Jim Scavone, executive director of the downtown promotion agency Red Bank RiverCenter, said using parking revenue “to cover the budget deficit to the benefit of residents may be short-sighted,” when the money might otherwise be used to help solve parking shortages.

“The parking fees will never pay for a parking garage,” Menna retorted, adding that the cost-per-space to build a multilevel facility would exceed $20,000.

“But they will pay for other solutions,” Scavone said.

Temple Gourmet Chinese owner Victor Kuo said that the council’s new Republican majority was “supposed to stand for fiscal responsibility. But you’re trying to balance the budget with quarters.”

“We don’t do this capriciously,” said Schwabenbauer. “Our rates haven’t changed in 15 years.”

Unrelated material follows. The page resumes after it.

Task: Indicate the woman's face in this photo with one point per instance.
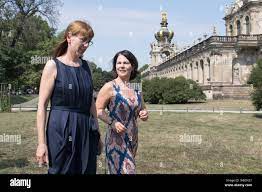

Councilwoman Cindy Burnham, elected as a Republican and now seeking re-election as an independent after being excluded from the GOP ticket earlier this month, voiced ambivalence about the plan.

“I think it’s great we’re increasing our parking price, because we’re the cheapest around,” she said. “But I don’t think we should use revenue from parking to balance our budget.”

“We would be foolish not to use our resources to the benefit of our residents,” Menna replied.

Burnham later voted no on the motion to introduce the parking amendment. She was joined in opposition by Councilman Ed Zipprich, a Democrat.

Their votes drew a rebuke from GOP Councilman Mike Whelan, who said both had supported the plan at a parking committee meeting held Monday night.

Burnham, however, said she had understood that the plan was to keep fees in the East Side parking lots at their present level, so more downtown employees would be incentivized to park there, freeing up other spots for visitors. Zipprich said he changed his mind after hearing from merchants.

“The business community came in tonight and pled their case,” he said. “We have to listen to that as well.”

Unmentioned was a plan Schwabenbauer said was under consideration earlier this month: to expand the hours of parking meter collections from the current 9 a.m. to 6 p.m. to a 12-hour period that starts at 10 a.m. and ends at 10 p.m. The change could generate up to $275,000 in annual revenue, she said at the time.

Schwabenbauer told redbankgreen after Wednesday’s meeting that boosting the rates could generate “a few hundred thousand” dollars in additional revenue — but not enough to cancel out the tax increase.

“It’s not huge, but it will move the needle,” she said.

A detailed discussion of the budget will be scheduled, as in years past, Schwabenbauer said, and a final vote on the spending plan is expected at the council’s May 25 meeting. The parking ordinance could be voted on two weeks earlier.